Santa Biondo (December 3, 1892, San Mauro Castelverde, Sicily – February 15, 1989, Stamford, Connecticut) was an American opera star whose career spanned from 1927 to 1938.

Santa Biondo was born on December 3, 1892 on Via Serra, San Mauro Castelverde, Sicily. She immigrated to 106 Wallace Street, New Haven, Connecticut with her father Mauro, her mother Giuseppa, her sister Angela, and her brother Mauro Jr. on October 2, 1907 They were received by Santa's older brother, Domenico Biondo, who was already living at Wallace Street at that time.

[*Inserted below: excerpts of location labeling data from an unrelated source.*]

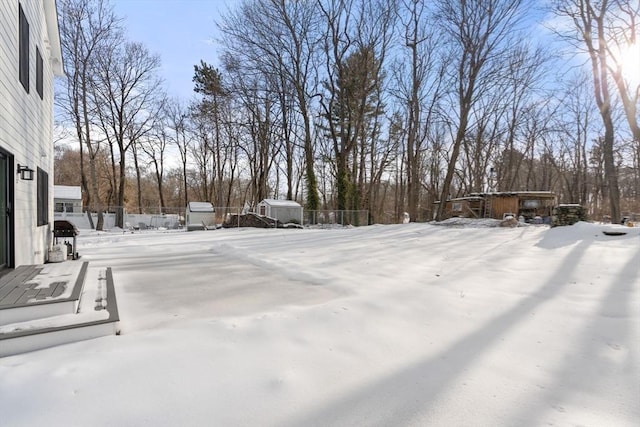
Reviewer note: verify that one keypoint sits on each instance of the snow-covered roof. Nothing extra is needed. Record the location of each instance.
(281, 203)
(200, 207)
(71, 192)
(516, 193)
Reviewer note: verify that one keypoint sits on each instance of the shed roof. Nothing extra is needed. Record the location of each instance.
(71, 192)
(281, 203)
(200, 207)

Three years later, in 1910, the United States Census shows the family living in New Haven at the same address. The census indicates that Biondo was 18 years old and working in a tailor's shop. By 1920, the family had moved to Saint John Street in New Haven, and Santa Biondo was married to her first husband, Salvatore Mazullo. Mazullo was the proprietor of a tailor shop, perhaps the same one where Santa Biondo worked before.

However, Biondo's destiny was in music. Encouraged by her brother in-law, Biondo was tutored by professional opera teachers in New Haven and New York, including Enrico Rosati, whose other famous students include Beniamino Gigli and Mario Lanza. Biondo began her professional career in 1927, when she went on tour with the San Carlo Opera Company and the American Opera Company.

Santa Biondo appears in a newspaper story printed in the May 12, 1929 edition of The Hartford Courant, where she is stated to have been preparing for her debut with the Metropolitan Opera Company ("Met") in New York City after separate auditions with Arturo Toscanini and the Met staff. A copy of her Met employment contract indicates that her starting pay was $75 a week with a year-by-year renewal provision through 1933.

The author of The Hartford Courant article described Biondo's voice as a "lyric-dramatic soprano, lyric for its 'facility of emission' and dramatic for its power and fullness of expression. It is a rare and much sought after combination." Biondo sang in Italian, French and English.